The Election and Our Credibility

In the 1980s, America went through the “satanic panic.” During that time, talk show hosts, such as Geraldo Rivera and Oprah Winfrey fostered a widespread belief that there were numerous Satanist cults that were engaged in human sacrifice and ritual abuse of children, and these cults were experts at evading detection by law-enforcement. Belief in these fictional groups was bolstered by lone-wolf killers who were self-proclaimed Satanists, most notable Richard Ramirez. There was never any evidence of these elusive groups, as was eventually noted by the FBI. While the Satanic Panic was not solely a Christian phenomenon, it bolstered the work of sensationalist writers, such as Jack Chick, who can most charitably be described as “nut jobs.” This led to some staunchly held beliefs among a minority of Christians, and among other harms, was involved in the failed pastorate I held for nearly a year in Wisconsin. It also led to a major credibility gap for Christians at large, as people have seemed to have forgotten non-Christians beating the drums to get the whole thing started, such perhaps is life.

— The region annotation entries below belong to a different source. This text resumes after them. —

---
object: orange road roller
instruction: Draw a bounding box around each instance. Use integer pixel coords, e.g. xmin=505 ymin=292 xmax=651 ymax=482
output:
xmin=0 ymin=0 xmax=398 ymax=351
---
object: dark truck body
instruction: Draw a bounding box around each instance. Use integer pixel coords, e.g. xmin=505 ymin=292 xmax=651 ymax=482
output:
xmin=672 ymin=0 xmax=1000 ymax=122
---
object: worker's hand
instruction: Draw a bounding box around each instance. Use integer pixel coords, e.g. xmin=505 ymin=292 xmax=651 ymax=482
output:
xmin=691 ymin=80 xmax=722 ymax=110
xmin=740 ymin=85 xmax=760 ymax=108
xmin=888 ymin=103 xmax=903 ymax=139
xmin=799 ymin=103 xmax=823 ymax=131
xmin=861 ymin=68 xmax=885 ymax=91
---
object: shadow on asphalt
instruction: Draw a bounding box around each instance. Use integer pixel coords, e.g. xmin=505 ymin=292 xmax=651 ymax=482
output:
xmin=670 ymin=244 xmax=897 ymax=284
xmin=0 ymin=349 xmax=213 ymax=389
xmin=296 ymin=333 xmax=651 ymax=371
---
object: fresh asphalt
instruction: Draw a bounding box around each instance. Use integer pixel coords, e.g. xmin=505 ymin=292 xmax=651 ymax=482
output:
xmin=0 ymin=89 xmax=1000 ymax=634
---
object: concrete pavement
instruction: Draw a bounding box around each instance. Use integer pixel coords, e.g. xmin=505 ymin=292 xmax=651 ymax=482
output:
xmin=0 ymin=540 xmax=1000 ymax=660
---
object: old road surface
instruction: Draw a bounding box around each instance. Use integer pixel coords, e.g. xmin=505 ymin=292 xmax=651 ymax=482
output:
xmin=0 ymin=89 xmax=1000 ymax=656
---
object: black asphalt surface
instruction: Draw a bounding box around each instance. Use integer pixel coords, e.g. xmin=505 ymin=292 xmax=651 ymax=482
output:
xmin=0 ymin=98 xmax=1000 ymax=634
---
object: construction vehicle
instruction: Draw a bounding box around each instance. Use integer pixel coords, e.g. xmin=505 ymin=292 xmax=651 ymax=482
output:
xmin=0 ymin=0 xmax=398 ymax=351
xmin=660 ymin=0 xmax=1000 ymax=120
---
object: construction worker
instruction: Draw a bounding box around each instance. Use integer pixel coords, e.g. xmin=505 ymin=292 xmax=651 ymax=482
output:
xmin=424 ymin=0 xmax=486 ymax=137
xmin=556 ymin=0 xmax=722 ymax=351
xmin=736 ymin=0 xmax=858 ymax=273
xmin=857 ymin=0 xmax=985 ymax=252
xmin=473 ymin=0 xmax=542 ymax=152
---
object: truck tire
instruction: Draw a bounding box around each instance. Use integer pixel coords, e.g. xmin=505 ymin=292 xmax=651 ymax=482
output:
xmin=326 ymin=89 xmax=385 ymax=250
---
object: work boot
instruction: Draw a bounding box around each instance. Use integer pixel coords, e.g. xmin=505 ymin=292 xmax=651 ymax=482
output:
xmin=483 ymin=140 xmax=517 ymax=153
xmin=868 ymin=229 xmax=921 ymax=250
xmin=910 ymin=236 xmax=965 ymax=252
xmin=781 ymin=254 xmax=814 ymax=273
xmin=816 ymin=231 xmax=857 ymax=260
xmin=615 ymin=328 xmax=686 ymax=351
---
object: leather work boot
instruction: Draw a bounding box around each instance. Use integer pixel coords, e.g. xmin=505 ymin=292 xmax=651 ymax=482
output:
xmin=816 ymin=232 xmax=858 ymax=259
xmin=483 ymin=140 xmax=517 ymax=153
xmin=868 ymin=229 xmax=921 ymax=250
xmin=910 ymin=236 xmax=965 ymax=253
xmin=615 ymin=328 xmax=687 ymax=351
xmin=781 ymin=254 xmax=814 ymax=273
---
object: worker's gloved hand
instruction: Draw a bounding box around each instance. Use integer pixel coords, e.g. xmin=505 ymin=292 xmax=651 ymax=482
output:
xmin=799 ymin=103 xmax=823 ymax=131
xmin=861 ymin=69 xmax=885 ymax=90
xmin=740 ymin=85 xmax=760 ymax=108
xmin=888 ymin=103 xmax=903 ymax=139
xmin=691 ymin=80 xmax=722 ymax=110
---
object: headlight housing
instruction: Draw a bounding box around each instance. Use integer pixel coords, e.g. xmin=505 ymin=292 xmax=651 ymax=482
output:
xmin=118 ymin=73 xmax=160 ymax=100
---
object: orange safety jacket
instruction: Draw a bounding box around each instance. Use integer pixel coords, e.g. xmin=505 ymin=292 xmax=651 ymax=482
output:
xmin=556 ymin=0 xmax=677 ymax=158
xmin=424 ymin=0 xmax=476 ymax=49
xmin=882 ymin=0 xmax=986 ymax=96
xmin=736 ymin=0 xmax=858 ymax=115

                There is, in the United States, a body of evidence to suggest there are systemic issues when it relates to the security of our elections, and that we have a problem with fraud in the system. Unfortunately, our legal structure makes it difficult to know precisely how significant the problem is, though it likely only affects close races. But, evidence of systemic issues with elections is not proof that a presidential election was stolen—particularly since the electoral college makes it far more difficult to effect the presidential outcome than it is the outcome of a closely contested senate, house, or local race. It is not evidence of a conspiracy against a particular presidential candidate. There is also a vast different between stating “we have a body of evidence to suggest there are systemic issues when it relates to the security of our elections” and saying “we have proof that the election was hijacked.” The first one suggests taking action to prevent further problems, and investigating specific cases. The later suggests certainty, and knowledge not only of the existence of fraud, but the extent of that fraud. It would require we not be at the beginning of an investigation, but near its end.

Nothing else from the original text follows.